Dalam Islam terdapat lima nilai moral antara lain nilai pembebasan, nilai
keluarga, nilai kemanusiaan, nilai keadilan, nilai kejujuran (http://id.wikipedia.org/wiki/Moral_Islam).
Menurut Hendropuspito (2000: 45), agama merasa ikut bertanggung jawab atas
adanya norma – norma susila yang diberlakukan atas masyarakat pada umumya.
Agama akan menyeleksi kaidah – kaidah susila yang ada dan mengukuhkan yang baik
dan menolak kaidah yang buruk untuk ditinggalkan sebagi larangan. Agama juga
memberi sanksi – sanksi yang harus dijatuhkan kepada orang yang melanggarnya
dan mengadakan pengawasan yang ketat atas pelaksanaannya.
Berdasarkan
pengertian – pengertian tersebut , maka dapat diambil kesimpulan bahwa
moralitas religious, dalam hal ini agama merupakan fondasi dalam kita berbuat,
berprilaku dan bertindak dan dalam pergaulan kita di masyarakat.

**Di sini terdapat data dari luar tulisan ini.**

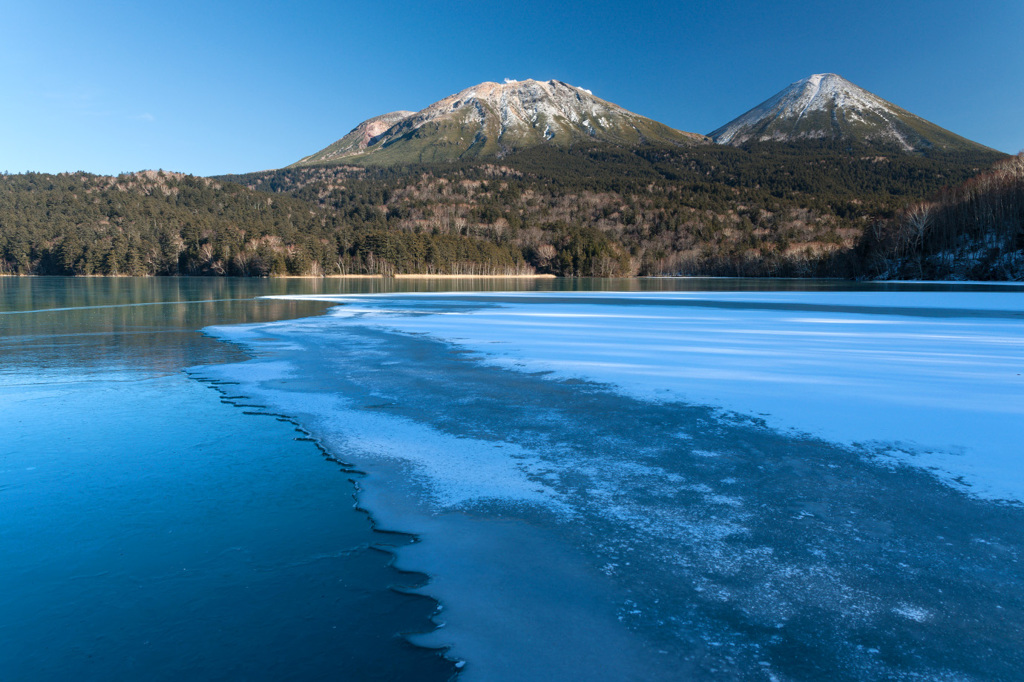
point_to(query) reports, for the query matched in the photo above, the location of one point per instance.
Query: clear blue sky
(224, 87)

C. Moralitas Religius dalam Pandangan
Filsafat
Filsafat
adalah kegiatan intelektual yang metodis dan sistematis, secara refleksi
menangkap makna hakiki keseluruhan yang ada. Objek filsafat bersifat universal,
mencakup segala yang dialami oleh manusia. Berpikir secara filsafat adalah
mencari arti yang sebenarnya segala hal yang ada melalui pandangan cakrawala
yang paling luas dan metode pemikiran filsafat adalah refleksi atas pengalaman
dan pengertian tentang sesuatu hal yaitu tentang cakrawala yang universal (Huijbers,1995:
3). Alisjahbana(1957: 16), Plato (427-347 SM) mengatakan bahwa filsafat itu
tidaklah lain daripada pengetahuan tentang segala yang ada, sementara
Aristoteles (384-322 SM) berpendapat bahwa filsafat itu menyelidiki sebab dan
asa segala benda. Menurut Immanuel Kant (1724-1804) filsafat itu ilmu pokok dan
pangkal segala pengetahuan yang mencakup didalamnya empat persoalan yaitu
apakah yang dapat kita ketahui?, apakah yang boleh kita kerjakan? , sampai
dimanakah pengharapan kita? dan apakah yang dinamakan manusia? (Anshari, 1987:
83).
Pokok
permasalahan yang dikaji filsafat mencakup tiga segi yakni apa yang disebut
benar dan apa yang disebut salah (logika), mana yang dianggap baik dan mana
yang dianggap buruk (etika), serta apa yang termasuk indah dan apa yang
termasuk jelek (estetika). Ketiga cabang utama filsafat ini kemudidan bertambah
lagi yakni, pertama teori tentang ada dan kedua politik. Kelima cabang utama
ini kemudian berkembang lagi menjadi cabang – cabang filsafat yang mempunyai
bidang kajian yang lebih spesifik, meliputi filsafat pengetahuan, filsafat
moral, filsafat seni, metafisika, filsafat pemerintahan, filsafat agama,
filsafat ilmu, filsafat pendidikan, filsafat hokum, filsafat sejarah dan
filsafat matematika (Suriasumantri, 1985: 32-33).
Lebih
lanjut aliran – aliran dalam filsafat moral(etika) antara lain aliran etika
naturalism, hedonism, utillitarianisme, idealism, vitalisme dan theologies (Bakry,
1997:96). Etika atau filsafat moral merefleksikan bagaimana manusia harus hidup
agar dia berhasil sebagai manusia, karena itu tidak mengherankan bila semua
filsuf besar menulis bidang etika. Waktu yang mencakup menjangkau dua ribu
empat ratus tahun, mulai dari Plato sampai Friedrich Nietzche. Menurut Palto,
etika merupakan hal kebijaksanaan, yang merupakan sarana ampuh untuk
menghantarkan orang hidup etis, Aristoteles mengatakan, orang yang hanya dapat
diajari etika apabila ia sudah memahami sikap etis dan etika berkaitan erat
dengan etika , praxis dan politik. Epikuros mengatakan etika sebagai seni
hidup, sedangkan prinsip dasar etika menurut Stoa adalah penyesuaian diri
dengan hokum alam.
Agustinus
mmengatakan hidup yang baik dalam arti moral adalah hidup menuju kebahagiaan,
sedangkan menurut Aquinas, etika yang berkaitan erat dengan iman kepercayaan
kepada Allah pencipta. Etika Spinoza adalah etika orang dalam kesendirian.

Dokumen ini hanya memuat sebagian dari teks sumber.